In the step (2), the approximate file of ordering vector carries out cluster segmentation and adopts following algorithm: establish the approximate file of the ordering vector that comprises n vector and be designated as

Its method that is divided into the N class is as follows:

A, calculate the distance between the approximate vector of each approximate vector and its previous position, be designated as (dist ₁, dist ₂..., dist _N-1), wherein

{dist}_{i} = D ({\overset{&RightArrow;}{v}}_{i}, {\overset{&RightArrow;}{v}}_{i - 1}),

I＞0, D is a distance metric method between the vector;

B, to each vector, the ratio before and after the distance that calculating obtains above and its between each m range averaging value is designated as (ratio ₁, ratio ₂..., ratio _N-1), wherein

{ratio}_{i} = {dist}_{i} /, \underset{\max (i - m, 0) \leq j \leq \min (i + m, n - 1), j &NotEqual; i}{Σ {dist}_{j}},

I＞0 wherein;

The position of N-1 ratio correspondence of the maximum that calculates in C, the selection previous step is a cut-point with this N-1 position, is the N class with the approximate file division of whole ordering vector;

D, ask in each class the average of approximate vector as the class center.
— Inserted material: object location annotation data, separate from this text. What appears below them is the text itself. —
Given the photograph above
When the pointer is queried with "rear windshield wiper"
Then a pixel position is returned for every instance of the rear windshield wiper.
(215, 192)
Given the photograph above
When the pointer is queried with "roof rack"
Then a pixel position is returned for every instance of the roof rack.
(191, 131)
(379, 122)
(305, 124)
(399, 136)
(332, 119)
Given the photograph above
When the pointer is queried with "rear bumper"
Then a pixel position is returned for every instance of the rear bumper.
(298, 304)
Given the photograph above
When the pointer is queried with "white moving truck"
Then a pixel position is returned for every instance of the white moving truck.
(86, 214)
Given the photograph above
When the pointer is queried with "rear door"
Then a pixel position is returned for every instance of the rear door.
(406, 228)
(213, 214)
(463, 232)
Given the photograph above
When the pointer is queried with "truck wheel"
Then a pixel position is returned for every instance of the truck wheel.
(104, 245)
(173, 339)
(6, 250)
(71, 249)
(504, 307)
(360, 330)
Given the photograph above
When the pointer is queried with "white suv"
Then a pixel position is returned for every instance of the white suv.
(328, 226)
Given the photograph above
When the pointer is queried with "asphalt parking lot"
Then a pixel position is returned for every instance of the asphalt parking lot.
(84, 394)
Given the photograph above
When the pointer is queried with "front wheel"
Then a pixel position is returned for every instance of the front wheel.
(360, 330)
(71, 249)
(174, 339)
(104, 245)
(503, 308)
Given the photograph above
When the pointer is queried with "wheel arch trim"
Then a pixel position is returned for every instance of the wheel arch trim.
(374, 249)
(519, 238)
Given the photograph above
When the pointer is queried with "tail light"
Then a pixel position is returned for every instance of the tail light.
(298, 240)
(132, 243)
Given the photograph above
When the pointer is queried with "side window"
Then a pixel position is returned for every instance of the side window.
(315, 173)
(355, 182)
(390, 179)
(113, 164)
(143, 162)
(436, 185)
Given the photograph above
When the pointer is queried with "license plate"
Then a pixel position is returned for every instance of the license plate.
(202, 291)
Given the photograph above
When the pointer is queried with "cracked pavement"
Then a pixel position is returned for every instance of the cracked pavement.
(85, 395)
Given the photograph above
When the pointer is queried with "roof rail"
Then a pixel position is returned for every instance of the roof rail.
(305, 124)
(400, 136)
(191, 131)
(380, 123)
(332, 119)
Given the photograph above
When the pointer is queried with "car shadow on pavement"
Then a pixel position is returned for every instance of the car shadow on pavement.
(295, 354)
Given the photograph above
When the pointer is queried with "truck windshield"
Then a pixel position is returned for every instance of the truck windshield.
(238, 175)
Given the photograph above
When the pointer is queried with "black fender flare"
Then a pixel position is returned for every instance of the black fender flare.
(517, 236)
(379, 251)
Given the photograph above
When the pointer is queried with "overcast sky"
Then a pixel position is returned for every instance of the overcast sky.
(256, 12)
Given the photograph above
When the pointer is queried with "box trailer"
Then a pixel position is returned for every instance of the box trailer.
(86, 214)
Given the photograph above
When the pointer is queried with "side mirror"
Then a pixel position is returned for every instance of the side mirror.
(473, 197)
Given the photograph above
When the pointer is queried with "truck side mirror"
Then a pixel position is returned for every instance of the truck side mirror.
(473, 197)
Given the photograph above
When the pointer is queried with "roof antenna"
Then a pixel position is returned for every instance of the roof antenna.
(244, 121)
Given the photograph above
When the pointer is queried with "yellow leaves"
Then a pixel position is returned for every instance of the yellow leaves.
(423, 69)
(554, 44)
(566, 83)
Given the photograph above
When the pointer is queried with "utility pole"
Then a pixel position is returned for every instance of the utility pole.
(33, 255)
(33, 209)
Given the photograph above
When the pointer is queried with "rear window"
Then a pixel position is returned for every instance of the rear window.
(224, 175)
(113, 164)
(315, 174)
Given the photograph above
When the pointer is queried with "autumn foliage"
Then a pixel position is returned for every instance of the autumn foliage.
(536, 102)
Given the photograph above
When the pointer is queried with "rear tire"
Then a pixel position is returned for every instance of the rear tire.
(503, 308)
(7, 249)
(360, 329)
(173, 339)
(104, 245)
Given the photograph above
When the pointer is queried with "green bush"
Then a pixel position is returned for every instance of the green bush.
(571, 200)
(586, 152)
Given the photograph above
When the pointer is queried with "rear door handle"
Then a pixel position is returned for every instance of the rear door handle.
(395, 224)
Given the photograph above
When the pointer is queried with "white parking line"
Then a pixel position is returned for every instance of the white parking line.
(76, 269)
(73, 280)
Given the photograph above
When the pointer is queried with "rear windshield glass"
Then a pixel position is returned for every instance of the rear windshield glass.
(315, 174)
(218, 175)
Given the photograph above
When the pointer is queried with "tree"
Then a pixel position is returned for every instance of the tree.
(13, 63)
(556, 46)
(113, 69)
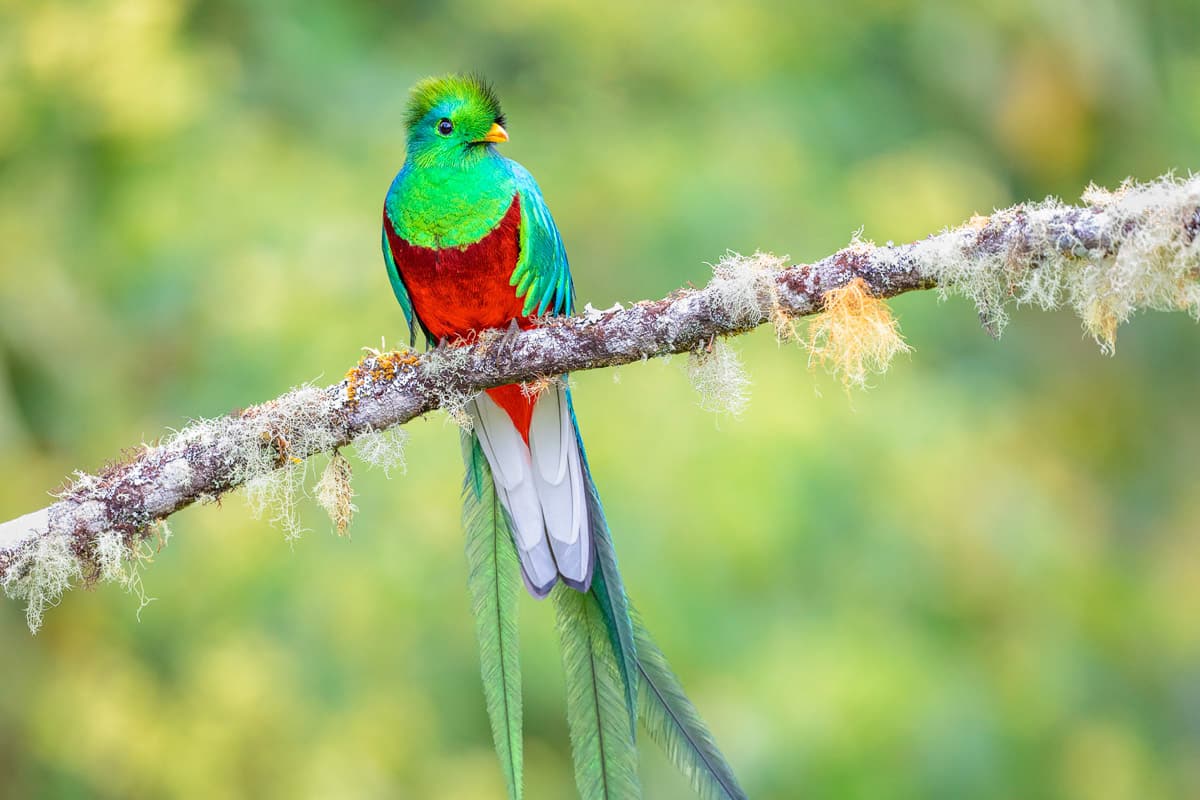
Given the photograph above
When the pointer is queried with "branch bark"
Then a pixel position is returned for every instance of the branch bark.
(1045, 253)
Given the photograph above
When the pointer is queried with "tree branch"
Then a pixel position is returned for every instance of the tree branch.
(1117, 253)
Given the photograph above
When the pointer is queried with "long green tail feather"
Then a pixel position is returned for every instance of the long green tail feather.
(675, 725)
(610, 590)
(493, 578)
(601, 739)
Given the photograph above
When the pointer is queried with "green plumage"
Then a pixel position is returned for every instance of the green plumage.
(601, 739)
(675, 725)
(495, 583)
(453, 192)
(610, 591)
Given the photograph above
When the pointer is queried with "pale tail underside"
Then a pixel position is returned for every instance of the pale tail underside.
(541, 487)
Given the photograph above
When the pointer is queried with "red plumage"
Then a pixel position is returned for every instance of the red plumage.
(457, 292)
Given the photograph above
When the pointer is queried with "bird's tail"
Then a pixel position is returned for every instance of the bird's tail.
(615, 671)
(538, 467)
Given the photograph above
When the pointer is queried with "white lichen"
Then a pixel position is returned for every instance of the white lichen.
(41, 573)
(267, 446)
(1143, 254)
(335, 493)
(744, 286)
(719, 378)
(443, 368)
(383, 449)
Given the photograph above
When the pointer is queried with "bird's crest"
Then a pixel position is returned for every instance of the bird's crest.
(431, 92)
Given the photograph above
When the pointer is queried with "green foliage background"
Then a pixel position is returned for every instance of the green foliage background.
(979, 579)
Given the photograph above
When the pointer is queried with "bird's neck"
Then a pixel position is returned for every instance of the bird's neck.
(450, 206)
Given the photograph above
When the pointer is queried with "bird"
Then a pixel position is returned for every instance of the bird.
(471, 245)
(472, 250)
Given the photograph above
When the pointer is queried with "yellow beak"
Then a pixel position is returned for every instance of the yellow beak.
(496, 133)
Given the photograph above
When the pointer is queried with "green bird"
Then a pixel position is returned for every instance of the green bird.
(469, 245)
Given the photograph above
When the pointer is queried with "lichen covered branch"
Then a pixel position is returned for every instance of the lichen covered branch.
(1119, 252)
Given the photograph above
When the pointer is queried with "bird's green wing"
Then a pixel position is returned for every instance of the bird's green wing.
(541, 275)
(397, 284)
(493, 579)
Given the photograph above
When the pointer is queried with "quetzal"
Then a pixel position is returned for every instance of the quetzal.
(471, 245)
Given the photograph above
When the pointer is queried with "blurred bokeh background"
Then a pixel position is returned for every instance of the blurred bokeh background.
(978, 579)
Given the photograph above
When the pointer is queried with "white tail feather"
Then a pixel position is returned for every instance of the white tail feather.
(541, 487)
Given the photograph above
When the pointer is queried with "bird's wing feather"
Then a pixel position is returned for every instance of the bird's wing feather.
(541, 275)
(492, 578)
(397, 284)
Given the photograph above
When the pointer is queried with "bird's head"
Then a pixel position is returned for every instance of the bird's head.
(453, 120)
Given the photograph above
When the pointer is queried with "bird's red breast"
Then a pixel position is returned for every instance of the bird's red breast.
(457, 292)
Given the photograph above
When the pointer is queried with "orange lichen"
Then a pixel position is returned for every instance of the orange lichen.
(376, 367)
(855, 334)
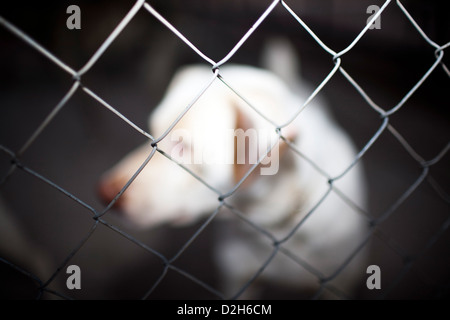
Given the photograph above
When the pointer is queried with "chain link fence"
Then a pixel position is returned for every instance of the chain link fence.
(408, 226)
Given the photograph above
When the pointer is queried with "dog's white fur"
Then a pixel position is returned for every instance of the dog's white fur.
(165, 193)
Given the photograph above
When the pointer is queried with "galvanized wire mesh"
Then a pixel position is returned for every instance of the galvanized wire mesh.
(384, 112)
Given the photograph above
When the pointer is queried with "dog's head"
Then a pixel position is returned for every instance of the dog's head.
(218, 140)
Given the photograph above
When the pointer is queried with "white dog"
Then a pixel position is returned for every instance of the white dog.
(222, 137)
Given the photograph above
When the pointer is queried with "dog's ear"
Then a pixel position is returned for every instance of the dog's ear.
(245, 157)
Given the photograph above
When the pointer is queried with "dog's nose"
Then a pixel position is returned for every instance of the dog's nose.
(109, 188)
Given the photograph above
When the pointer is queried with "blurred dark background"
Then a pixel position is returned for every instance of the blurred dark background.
(85, 139)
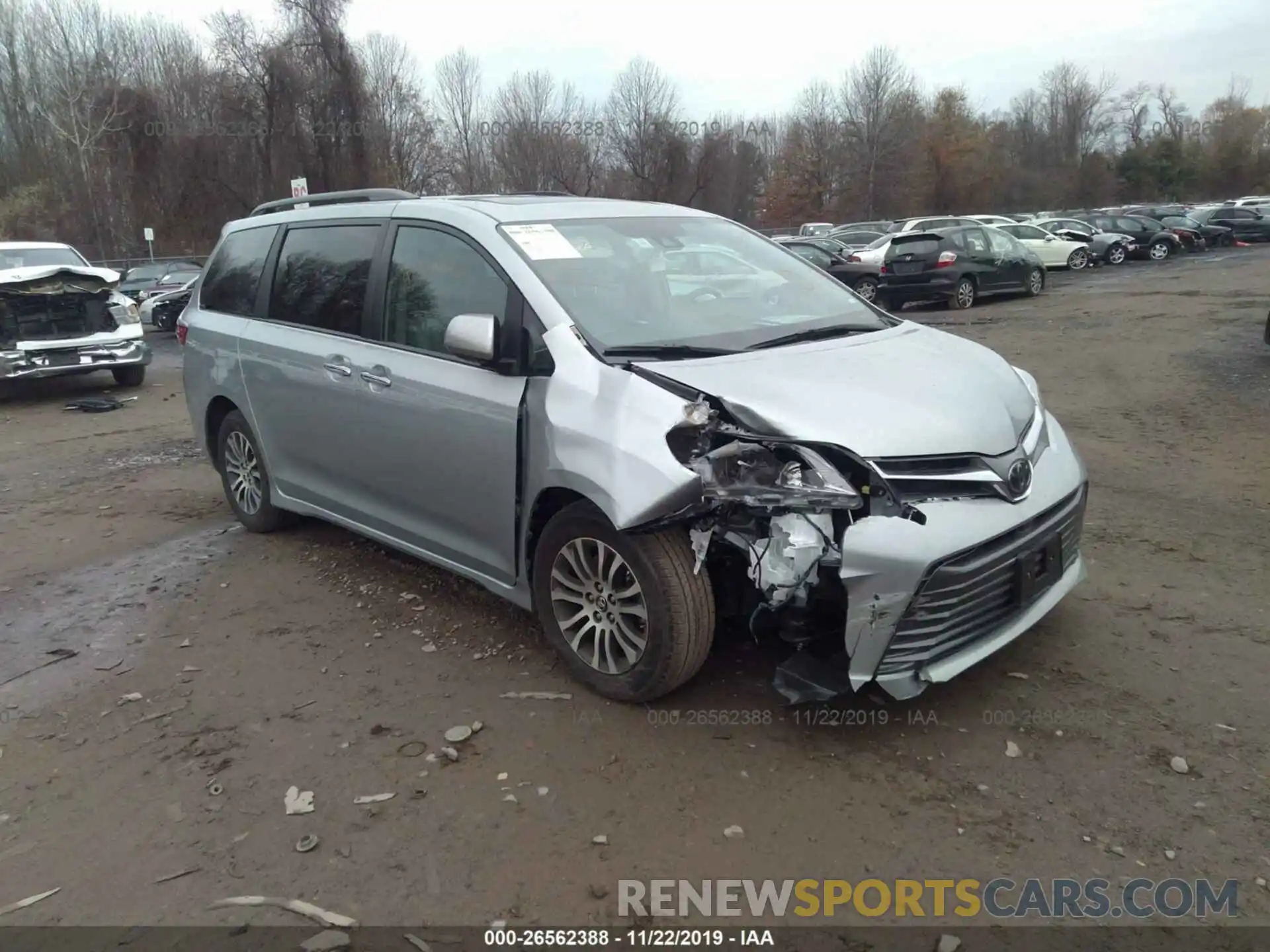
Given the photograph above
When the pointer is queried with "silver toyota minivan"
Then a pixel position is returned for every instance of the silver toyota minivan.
(521, 390)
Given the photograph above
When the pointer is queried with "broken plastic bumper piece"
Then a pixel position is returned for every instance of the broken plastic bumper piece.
(16, 365)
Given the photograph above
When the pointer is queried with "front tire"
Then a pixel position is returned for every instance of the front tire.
(244, 476)
(1035, 282)
(130, 376)
(963, 296)
(625, 611)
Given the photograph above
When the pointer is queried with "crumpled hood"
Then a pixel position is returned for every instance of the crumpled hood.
(58, 273)
(905, 391)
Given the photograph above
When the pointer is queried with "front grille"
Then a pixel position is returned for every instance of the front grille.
(974, 593)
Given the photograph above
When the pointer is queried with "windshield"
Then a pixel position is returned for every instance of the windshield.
(148, 272)
(40, 258)
(683, 281)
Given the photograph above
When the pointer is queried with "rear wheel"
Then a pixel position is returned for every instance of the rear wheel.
(1035, 282)
(867, 288)
(624, 611)
(130, 376)
(963, 295)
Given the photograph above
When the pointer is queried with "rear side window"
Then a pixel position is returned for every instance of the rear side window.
(913, 247)
(433, 278)
(321, 277)
(234, 274)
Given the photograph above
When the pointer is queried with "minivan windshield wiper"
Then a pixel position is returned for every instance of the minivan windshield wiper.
(800, 337)
(667, 352)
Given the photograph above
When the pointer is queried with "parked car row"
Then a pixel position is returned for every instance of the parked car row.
(962, 258)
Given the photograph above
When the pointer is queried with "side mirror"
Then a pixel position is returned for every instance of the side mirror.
(473, 337)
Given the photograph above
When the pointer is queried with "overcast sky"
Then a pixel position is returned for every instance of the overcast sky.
(752, 59)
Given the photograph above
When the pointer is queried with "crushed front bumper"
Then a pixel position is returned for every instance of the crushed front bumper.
(52, 362)
(925, 602)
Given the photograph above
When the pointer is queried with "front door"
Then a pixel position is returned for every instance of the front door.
(300, 366)
(444, 429)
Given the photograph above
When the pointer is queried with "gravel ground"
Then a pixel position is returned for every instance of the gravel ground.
(304, 659)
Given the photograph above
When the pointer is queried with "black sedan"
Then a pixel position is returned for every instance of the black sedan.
(1216, 235)
(1245, 223)
(1150, 237)
(861, 278)
(958, 266)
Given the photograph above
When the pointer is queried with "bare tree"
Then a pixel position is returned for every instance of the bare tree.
(459, 95)
(879, 103)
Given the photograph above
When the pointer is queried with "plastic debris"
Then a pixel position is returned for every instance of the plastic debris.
(308, 843)
(327, 941)
(295, 905)
(28, 902)
(298, 801)
(169, 877)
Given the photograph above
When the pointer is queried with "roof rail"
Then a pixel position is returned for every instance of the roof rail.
(360, 194)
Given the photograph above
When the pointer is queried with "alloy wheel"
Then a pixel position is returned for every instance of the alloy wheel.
(600, 606)
(244, 473)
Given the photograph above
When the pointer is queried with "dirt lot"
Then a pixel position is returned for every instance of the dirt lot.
(299, 659)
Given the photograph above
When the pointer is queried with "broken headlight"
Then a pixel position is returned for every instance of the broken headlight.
(783, 475)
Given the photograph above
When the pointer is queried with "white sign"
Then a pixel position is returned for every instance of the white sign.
(541, 243)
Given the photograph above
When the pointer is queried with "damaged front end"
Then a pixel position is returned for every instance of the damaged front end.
(773, 512)
(60, 320)
(870, 576)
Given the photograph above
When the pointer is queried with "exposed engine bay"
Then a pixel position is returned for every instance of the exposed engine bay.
(773, 512)
(51, 309)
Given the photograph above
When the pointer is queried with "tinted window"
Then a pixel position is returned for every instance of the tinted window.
(976, 240)
(816, 255)
(433, 278)
(321, 277)
(234, 274)
(1000, 241)
(913, 247)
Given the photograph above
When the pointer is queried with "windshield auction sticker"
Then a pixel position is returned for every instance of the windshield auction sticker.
(541, 243)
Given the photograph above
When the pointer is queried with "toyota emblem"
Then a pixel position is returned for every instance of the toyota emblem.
(1019, 479)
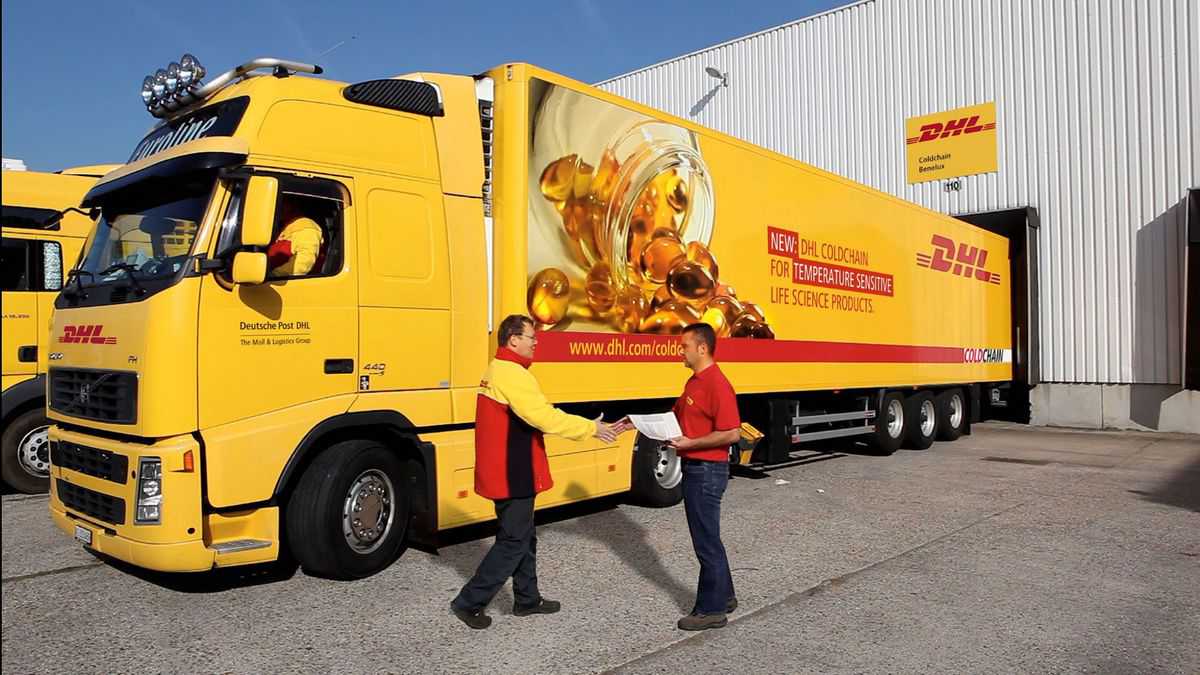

2, search method according to claim 1 is characterized in that definite principle of class division numbers N: according to the spendable main memory amount of capacity of searching system in the practical application, select big as far as possible N.

3, search method according to claim 1, definite principle of the class quantity L that visits when it is characterized in that k neighbour similar to search: if to Query Result accuracy requirement height, and do not value the inquiry cost, then select bigger L value; If more value search efficiency, then select less L value.